Devris Cimen: Ich kann das aus Europa schlecht beurteilen. Aber die demokratischen Kräfte in der Türkei werden die HDP nicht einfach aufgeben. Sie werden sie mit demokratischen Mitteln verteidigen. Ganz im Gegenteil zur Gewalt, die Menschen bereiten sich für das Newrozfest am 21. März vor, wo sie sich für Freiheit, Frieden und Demokratie nochmals aussprechen werden.

“Die Türkei ist in Syrien als Besatzungsmacht da”

Und wie bewertet Ihr denn die Situation in Rojava?

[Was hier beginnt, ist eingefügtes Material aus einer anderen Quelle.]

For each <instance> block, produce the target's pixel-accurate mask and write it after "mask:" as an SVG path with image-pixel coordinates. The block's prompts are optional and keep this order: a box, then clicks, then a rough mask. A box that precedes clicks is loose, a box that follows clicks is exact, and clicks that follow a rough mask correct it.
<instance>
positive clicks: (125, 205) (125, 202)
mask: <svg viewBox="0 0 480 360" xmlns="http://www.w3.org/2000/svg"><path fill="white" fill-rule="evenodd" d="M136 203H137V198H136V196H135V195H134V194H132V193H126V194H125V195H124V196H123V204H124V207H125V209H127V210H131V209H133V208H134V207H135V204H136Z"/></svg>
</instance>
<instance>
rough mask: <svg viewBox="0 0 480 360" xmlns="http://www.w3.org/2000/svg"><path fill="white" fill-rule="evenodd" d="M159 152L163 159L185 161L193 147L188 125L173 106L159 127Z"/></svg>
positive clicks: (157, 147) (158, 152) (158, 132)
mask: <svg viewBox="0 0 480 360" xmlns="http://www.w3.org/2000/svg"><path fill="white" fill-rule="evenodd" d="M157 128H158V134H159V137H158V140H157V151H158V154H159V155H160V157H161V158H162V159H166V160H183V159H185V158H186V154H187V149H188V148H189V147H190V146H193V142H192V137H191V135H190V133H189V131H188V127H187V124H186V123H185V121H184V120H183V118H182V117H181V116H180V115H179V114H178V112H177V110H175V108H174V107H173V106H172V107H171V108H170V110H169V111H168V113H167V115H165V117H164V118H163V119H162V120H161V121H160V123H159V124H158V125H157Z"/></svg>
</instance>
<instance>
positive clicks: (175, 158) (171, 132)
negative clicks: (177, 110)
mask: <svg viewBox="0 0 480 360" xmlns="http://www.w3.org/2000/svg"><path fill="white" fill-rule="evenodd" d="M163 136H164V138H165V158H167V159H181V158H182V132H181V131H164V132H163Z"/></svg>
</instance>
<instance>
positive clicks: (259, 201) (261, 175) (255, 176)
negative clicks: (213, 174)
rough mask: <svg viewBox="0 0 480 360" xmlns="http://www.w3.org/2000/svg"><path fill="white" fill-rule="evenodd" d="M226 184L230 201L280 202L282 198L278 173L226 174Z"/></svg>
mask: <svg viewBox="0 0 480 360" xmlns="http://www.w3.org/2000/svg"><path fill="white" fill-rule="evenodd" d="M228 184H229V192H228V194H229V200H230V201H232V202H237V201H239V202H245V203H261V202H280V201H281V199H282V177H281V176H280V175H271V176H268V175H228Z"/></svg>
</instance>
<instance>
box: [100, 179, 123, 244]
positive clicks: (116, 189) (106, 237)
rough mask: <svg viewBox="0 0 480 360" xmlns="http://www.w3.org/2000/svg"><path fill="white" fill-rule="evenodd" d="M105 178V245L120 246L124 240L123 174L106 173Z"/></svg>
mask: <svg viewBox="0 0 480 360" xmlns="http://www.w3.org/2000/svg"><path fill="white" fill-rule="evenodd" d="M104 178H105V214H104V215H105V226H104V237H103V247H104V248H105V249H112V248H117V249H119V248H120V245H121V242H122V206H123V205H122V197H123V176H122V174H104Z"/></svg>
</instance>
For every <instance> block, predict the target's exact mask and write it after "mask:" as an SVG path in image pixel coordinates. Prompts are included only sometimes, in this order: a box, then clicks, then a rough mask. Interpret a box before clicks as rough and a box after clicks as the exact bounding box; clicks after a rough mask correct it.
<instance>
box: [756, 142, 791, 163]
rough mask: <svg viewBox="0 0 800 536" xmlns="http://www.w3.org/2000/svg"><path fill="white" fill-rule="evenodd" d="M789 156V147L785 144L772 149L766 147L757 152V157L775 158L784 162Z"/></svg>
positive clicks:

Devris Cimen: So wie die HDP sich als eine politische Partei entwickelt hat, hat sich Rojava auch für ein demokratisches Konzept innerhalb von einem demokratischen, dezentralen Syrien ausgesprochen. Eine solche Entwicklung jenseits ihrer Grenzen hat die Türkei als Gefahr gesehen. Seit der Entstehung dieser demokratischen Autonomen Region hat die Türkei es immer wieder bedroht und zuletzt durch Krieg und Gewalt einige Teile wie z. B. Afrin, Serekaniye, Grespi besetzt. Die Türkei ist in Syrien als Besatzungsmacht da und instrumentalisiert für seine Anwesenheit die IS, Al-Kaida Gruppen, die sich ständig anders benennen. Auch da gibt es keinen anderen Lösungsweg als einen freiheitlich-demokratischen, der auf der Freiheit von Frauen, Völkern und Religionsgruppen basiert.

Wie ist denn die soziale Situation in der Türkei? Steigt die Armut?

Devris Cimen: Die Armut steigt, die Hoffnung schwindet. Die Gesellschaft ist müde von all diesen Praktiken der AKP. Die Menschen wollen in Würde und Demokratie leben. Aber solange diese faschistische, islamistische AKP-MHP-Koalition an der Macht ist, ist das nicht möglich. Es wird langfristig zu einer sozialen Explosion kommen. Dies könnte das Tor für Demokratie, Freiheit und Frieden in der Türkei öffnen.